J’ose les  « mystères » au sens antique, de rituel religieux secret où ne sont admis que des initiés, et comme le culte de Dionysos prétendait initier à un secret, à une révélation pourquoi ne pas retrouver dans le travail de Bénédictin d’ Éric Bernardin et de Pierre Le Hong cette volonté d’initiation du commun des mortels aux « mystères » de 20 châteaux du Médoc. Comme je suis exilé en Corse, pour cause d’impertinence et d’envie de ne rien faire, j’ai même confié le soin à Éric Bernardin de se présenter. Merci ! Lisez, c’est passionnant. Normal c’est chez moi... 

06-2009-Pichon-Long-Baron-31.jpg

 

 Pichon Baron Éric Bernardin avec Jean René Matignon (directeur technique) 

 

 

Question n°1  Éric Bernardin vous tenez sur la Toile une chronique au titre évocateur : « à boire et à manger »  http://boiremanger.canalblog.com, vous êtes co-auteur avec Pierre Le Hong d’un livre du 3ième type sur les Crus Classés du Médoc qui va sortir dans une poignée de jour, et même si moi, qui suis le prototype du chroniqueur d’investigation, je sais que vous fûtes de 1995 à 2006 un homme de Biocoop dites-nous : d’où venez-vous, que faites-vous, vous allez où ? 

Réponse d’Éric Bernardin : Depuis plus de 35 ans, je navigue entre le bio et le vin : j'ai commencé à manger bio lorsque j'avais 7 ans, et c'est au même âge que j'ai découvert le vin, en sirotant du bordeaux blanc avec ma copine de l'époque en regardant l'Île aux Enfants. A l'âge du whisky-coca, je me souviens avoir « dévalisé » la cave paternelle d'un ami et descendu en loucedé quelques crus médocains.

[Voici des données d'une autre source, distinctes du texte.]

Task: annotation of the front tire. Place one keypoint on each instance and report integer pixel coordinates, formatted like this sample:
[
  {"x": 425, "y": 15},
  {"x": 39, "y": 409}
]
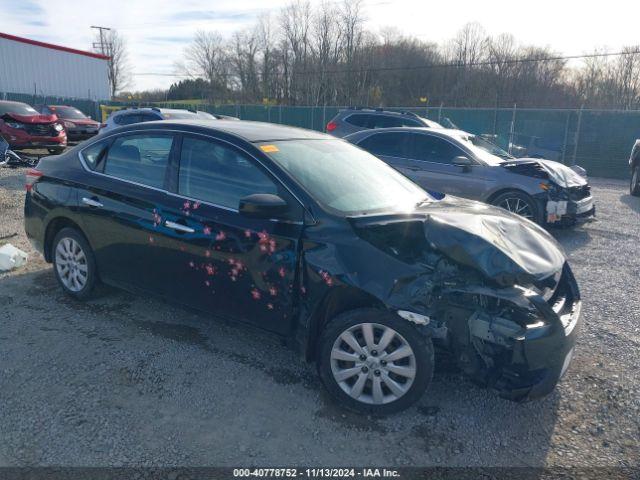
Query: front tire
[
  {"x": 373, "y": 362},
  {"x": 634, "y": 186},
  {"x": 74, "y": 264},
  {"x": 519, "y": 203}
]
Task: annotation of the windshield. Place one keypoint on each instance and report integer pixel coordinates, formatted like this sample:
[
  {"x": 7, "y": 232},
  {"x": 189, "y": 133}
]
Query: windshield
[
  {"x": 343, "y": 178},
  {"x": 68, "y": 113},
  {"x": 17, "y": 108},
  {"x": 483, "y": 149}
]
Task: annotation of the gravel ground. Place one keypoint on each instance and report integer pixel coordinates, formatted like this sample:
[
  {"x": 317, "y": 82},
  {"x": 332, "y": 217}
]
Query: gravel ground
[{"x": 125, "y": 380}]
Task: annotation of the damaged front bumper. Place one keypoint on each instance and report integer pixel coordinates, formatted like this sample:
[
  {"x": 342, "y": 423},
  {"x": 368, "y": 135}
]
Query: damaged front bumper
[
  {"x": 524, "y": 362},
  {"x": 569, "y": 207}
]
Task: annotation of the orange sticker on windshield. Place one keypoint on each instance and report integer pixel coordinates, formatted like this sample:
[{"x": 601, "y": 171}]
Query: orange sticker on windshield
[{"x": 269, "y": 148}]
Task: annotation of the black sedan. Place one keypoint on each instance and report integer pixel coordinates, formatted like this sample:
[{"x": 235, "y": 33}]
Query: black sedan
[{"x": 314, "y": 239}]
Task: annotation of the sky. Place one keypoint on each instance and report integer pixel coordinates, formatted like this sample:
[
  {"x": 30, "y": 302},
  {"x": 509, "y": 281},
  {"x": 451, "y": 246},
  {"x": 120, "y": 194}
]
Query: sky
[{"x": 158, "y": 31}]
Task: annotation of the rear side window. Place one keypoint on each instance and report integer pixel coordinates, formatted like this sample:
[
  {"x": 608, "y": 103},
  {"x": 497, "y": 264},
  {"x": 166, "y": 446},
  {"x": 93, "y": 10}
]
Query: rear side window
[
  {"x": 140, "y": 158},
  {"x": 392, "y": 144},
  {"x": 95, "y": 154},
  {"x": 434, "y": 149},
  {"x": 358, "y": 119},
  {"x": 218, "y": 174}
]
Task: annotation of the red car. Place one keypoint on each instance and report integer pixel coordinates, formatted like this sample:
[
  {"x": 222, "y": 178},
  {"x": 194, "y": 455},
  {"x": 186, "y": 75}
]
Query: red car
[
  {"x": 23, "y": 127},
  {"x": 77, "y": 124}
]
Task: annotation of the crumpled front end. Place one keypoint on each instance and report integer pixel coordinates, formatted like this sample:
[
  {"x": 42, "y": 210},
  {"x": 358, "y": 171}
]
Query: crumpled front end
[
  {"x": 491, "y": 288},
  {"x": 565, "y": 198}
]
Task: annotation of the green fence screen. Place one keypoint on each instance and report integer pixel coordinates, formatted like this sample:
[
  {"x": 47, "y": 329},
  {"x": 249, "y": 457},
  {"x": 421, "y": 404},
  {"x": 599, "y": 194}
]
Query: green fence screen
[{"x": 598, "y": 140}]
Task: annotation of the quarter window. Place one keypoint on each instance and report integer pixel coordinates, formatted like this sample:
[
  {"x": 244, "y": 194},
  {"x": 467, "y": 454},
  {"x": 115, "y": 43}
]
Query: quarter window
[
  {"x": 218, "y": 174},
  {"x": 95, "y": 154},
  {"x": 358, "y": 119},
  {"x": 140, "y": 158}
]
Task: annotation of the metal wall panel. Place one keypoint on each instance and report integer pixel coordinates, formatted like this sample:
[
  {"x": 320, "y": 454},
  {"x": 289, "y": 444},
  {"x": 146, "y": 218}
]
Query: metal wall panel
[{"x": 33, "y": 69}]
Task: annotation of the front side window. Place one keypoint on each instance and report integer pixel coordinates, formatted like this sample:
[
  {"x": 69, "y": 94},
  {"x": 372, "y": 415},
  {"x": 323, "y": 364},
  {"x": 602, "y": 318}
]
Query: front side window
[
  {"x": 390, "y": 144},
  {"x": 140, "y": 158},
  {"x": 343, "y": 178},
  {"x": 434, "y": 149},
  {"x": 219, "y": 174}
]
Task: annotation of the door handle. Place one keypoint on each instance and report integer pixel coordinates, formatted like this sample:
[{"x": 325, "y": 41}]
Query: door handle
[
  {"x": 91, "y": 202},
  {"x": 178, "y": 227}
]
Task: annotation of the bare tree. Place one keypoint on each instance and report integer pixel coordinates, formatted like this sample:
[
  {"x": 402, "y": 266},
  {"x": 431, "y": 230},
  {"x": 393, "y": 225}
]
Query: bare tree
[
  {"x": 207, "y": 58},
  {"x": 114, "y": 46}
]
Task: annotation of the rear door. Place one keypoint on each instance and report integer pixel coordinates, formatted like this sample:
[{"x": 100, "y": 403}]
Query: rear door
[
  {"x": 120, "y": 202},
  {"x": 221, "y": 261}
]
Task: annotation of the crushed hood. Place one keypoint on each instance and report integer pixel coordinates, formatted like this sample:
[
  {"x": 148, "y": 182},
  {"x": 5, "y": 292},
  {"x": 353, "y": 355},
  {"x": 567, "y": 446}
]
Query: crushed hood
[
  {"x": 557, "y": 172},
  {"x": 32, "y": 118},
  {"x": 503, "y": 247}
]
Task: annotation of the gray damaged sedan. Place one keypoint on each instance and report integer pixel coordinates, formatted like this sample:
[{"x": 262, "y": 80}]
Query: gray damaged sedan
[{"x": 459, "y": 163}]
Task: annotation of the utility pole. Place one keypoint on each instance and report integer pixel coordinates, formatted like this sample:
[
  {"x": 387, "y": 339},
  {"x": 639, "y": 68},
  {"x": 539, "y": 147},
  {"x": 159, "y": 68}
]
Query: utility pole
[{"x": 103, "y": 43}]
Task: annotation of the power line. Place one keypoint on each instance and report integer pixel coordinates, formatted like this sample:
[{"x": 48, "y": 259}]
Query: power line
[
  {"x": 470, "y": 64},
  {"x": 427, "y": 67}
]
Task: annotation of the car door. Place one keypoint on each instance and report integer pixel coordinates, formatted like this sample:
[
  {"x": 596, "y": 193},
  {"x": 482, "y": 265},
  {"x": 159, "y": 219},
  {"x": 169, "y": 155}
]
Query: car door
[
  {"x": 430, "y": 164},
  {"x": 119, "y": 203},
  {"x": 391, "y": 147},
  {"x": 221, "y": 261}
]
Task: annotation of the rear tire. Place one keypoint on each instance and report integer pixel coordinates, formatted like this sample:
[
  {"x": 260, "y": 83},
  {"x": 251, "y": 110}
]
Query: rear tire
[
  {"x": 634, "y": 185},
  {"x": 74, "y": 264},
  {"x": 519, "y": 203},
  {"x": 386, "y": 371}
]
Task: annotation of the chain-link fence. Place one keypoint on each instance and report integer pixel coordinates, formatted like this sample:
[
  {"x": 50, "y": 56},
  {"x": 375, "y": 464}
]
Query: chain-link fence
[{"x": 598, "y": 140}]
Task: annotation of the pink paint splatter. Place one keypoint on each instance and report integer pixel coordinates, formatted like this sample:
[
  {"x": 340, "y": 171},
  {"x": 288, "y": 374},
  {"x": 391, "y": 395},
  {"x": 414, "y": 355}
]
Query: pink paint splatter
[{"x": 326, "y": 277}]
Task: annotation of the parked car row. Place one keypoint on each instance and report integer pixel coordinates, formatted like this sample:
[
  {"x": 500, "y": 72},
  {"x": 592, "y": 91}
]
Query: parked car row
[
  {"x": 297, "y": 232},
  {"x": 52, "y": 126},
  {"x": 455, "y": 162}
]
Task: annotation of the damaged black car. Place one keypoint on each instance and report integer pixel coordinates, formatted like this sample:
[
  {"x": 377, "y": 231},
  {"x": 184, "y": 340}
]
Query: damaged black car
[{"x": 360, "y": 269}]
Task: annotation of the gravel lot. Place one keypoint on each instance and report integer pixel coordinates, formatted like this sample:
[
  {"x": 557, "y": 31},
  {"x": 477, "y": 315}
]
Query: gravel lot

Je rêvais d'être cuisinier à 14 ans, mais le métier n'était guère valorisé à l'époque (Master Chef et Cyrille Lignac n'existaient pas).

Du coup, j'ai fait des études de commerce et travaillé d'abord dans la banque, puis dans une Biocoop (en 1992, en fait). Le démon du vin m'a rattrapé en 1995 : j'ai préparé un BTA viticulture-œnologie tout en travaillant sur un domaine en biodynamie. Suite à l'obtention de celui-ci, j'ai travaillé 5 ans chez des vignerons, à la vigne comme au chai. Mais la vie de commerçant me manquait, d'où un come-back dans une supérette bio durant 5 nouvelles années. Depuis 2007, retour au vin : d'abord comme agent commercial, puis comme attaché commercial d'un célèbre domaine de Monbazillac. Hélas, la crise est passée par là, et l'aventure s'est arrêtée fin 2009. Depuis, je suis « pôliste » et je cherche du travail soit dans le vin, soit dans le bio  ... ou pourquoi pas dans le vin bio? 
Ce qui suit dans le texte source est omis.